Wim Wenders, der Mastermind dieses 3D-Kompilationsfilms, hatte gefragt: „Wenn Gebäude sprechen könnten, was würden sie uns erzählen?“ Sechs Gebäude haben geantwortet, vier „Selbstporträts“ wurden für den regulären Kinoeinsatz ausgewählt. Leider nahm nur einer der beauftragten Regisseure die Frage nicht wörtlich: Michael Glawogger ließ für sein Porträt der russischen Nationalbibliothek in St. Petersburg kluge Texte aus deren Schätzen kongenial vertonen. Mit 200 Jahren das älteste Bauwerk der Auswahl, kommt es hier auch inszenatorisch einer Kathedrale am nächsten: Glawogger legte den Film als Geschichte atmende Suchbewegung durch ein Literaturlabyrinth an, welches er gegen Ende – nicht ohne vorher unvergleichlich Bibliothekarinnen adoriert zu haben – via Kirchenmusik und erhabener Blickführung zu einer Art religiösen Instanz erhebt. Vor ein paar Monaten starb Glawogger überraschend; sein Beitrag führt noch einmal vor, wie sehr er fehlen wird. Es ist der beste der Kompilation, ein vorausahnendes Requiem, ein würdiges Denkmal analoger Kulturleistung.

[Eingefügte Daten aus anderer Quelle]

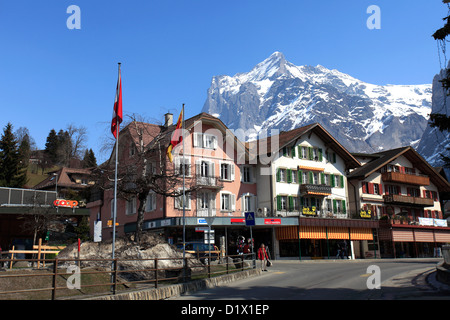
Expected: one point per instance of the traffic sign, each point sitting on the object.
(249, 218)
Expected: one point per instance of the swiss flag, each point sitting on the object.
(117, 113)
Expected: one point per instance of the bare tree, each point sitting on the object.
(78, 136)
(145, 170)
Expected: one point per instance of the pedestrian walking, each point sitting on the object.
(263, 257)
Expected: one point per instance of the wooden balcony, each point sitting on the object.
(408, 200)
(418, 180)
(315, 189)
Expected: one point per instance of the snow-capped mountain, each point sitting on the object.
(276, 94)
(434, 142)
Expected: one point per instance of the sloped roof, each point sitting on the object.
(385, 157)
(64, 176)
(287, 138)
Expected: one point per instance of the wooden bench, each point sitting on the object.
(40, 250)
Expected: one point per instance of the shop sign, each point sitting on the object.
(65, 203)
(365, 214)
(309, 211)
(272, 221)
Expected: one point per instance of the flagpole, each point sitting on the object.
(115, 181)
(184, 196)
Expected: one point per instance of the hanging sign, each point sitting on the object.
(65, 203)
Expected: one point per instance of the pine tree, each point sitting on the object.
(440, 120)
(51, 147)
(12, 171)
(89, 159)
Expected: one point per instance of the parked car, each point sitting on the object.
(201, 250)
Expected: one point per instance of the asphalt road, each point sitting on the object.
(329, 280)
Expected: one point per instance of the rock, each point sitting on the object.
(132, 257)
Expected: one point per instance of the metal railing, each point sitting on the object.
(119, 272)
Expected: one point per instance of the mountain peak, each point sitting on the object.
(273, 66)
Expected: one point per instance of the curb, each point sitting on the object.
(175, 290)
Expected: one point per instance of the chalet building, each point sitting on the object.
(214, 163)
(404, 193)
(307, 181)
(69, 183)
(310, 196)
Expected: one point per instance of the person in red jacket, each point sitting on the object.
(263, 257)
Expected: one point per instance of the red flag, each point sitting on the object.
(177, 137)
(117, 113)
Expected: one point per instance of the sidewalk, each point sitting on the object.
(419, 284)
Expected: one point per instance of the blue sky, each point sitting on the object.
(52, 76)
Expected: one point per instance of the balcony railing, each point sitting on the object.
(406, 178)
(26, 197)
(211, 182)
(408, 200)
(317, 189)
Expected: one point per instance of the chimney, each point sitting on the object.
(168, 120)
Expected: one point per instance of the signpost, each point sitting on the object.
(250, 221)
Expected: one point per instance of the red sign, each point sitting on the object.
(272, 221)
(65, 203)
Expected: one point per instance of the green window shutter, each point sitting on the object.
(278, 203)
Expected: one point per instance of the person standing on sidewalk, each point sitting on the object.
(263, 257)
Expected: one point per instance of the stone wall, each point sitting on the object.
(166, 292)
(443, 268)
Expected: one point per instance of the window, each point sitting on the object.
(227, 202)
(328, 205)
(247, 174)
(249, 203)
(150, 205)
(393, 189)
(294, 176)
(304, 152)
(179, 201)
(131, 206)
(227, 171)
(178, 166)
(282, 203)
(204, 200)
(305, 177)
(281, 175)
(204, 140)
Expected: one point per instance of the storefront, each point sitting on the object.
(412, 241)
(231, 233)
(316, 238)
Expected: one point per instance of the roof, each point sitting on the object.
(64, 176)
(385, 157)
(287, 138)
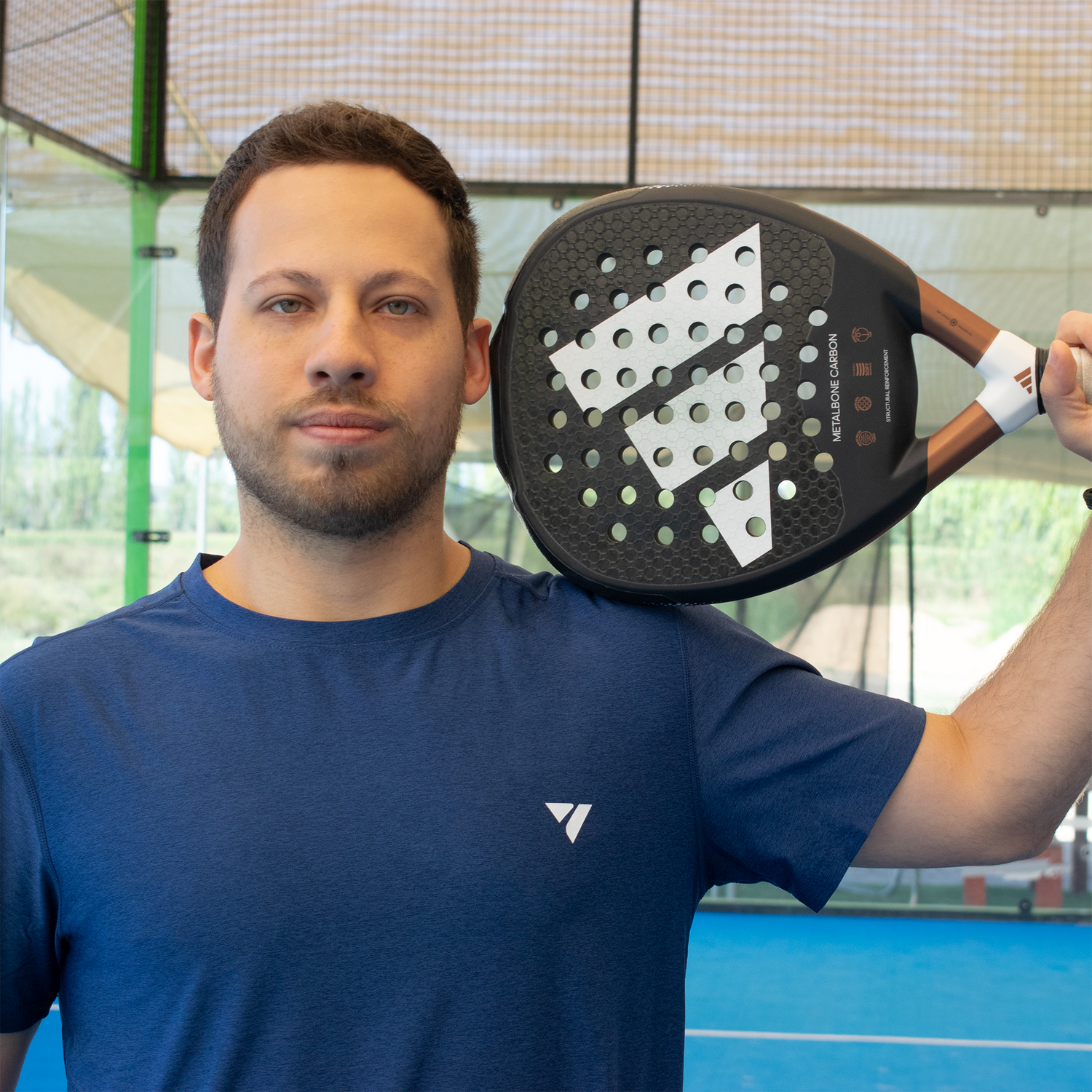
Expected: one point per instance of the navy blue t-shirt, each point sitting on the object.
(456, 847)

Wenders selbst hat sich die Berliner Philharmonie vorgenommen, von Hans Scharoun vor gut 50 Jahren als Symbol einer offenen Gesellschaft konzipiert. Nicht „ex cathedra“ wird in diesem Klangraumkörper musiziert, sondern inmitten einer fünfeckigen Arena. Die Kamera scheint durch den Bau zu schweben, beobachtet Mitarbeiter bei der Instandhaltung, Musiker bei den Proben, Simon Rattle beim Dirigieren, Besucher bei der Premiere. Das ikonografische Zirkuszelt der Moderne präsentiert Wenders wie einen lebenden Organismus – das verbindet seinen mit den anderen Filmen.

Im gut gemeinten Beitrag von Michael Madsen über eine „humane“ Haftanstalt in Norwegen werden in Summe zu viele Klischees über sogenannte Luxusgefängnisse fortgeschrieben. Spätestens im Schlussteil von Karim Ainouz über das Centre Pompidou in Paris (ein demokratisches Architektur-Skelett, das mit Kunst-Fleisch belebt wird) wird der Ich-Erzähler Bauwerk selbstgefällig. Zu den avancierten Museumsbetrachtungen z.B. eines Heinz Emigholz verhält sich das, naja, wie Herby Fully Loaded zu Claude Lelouchs C’était un rendez-vous.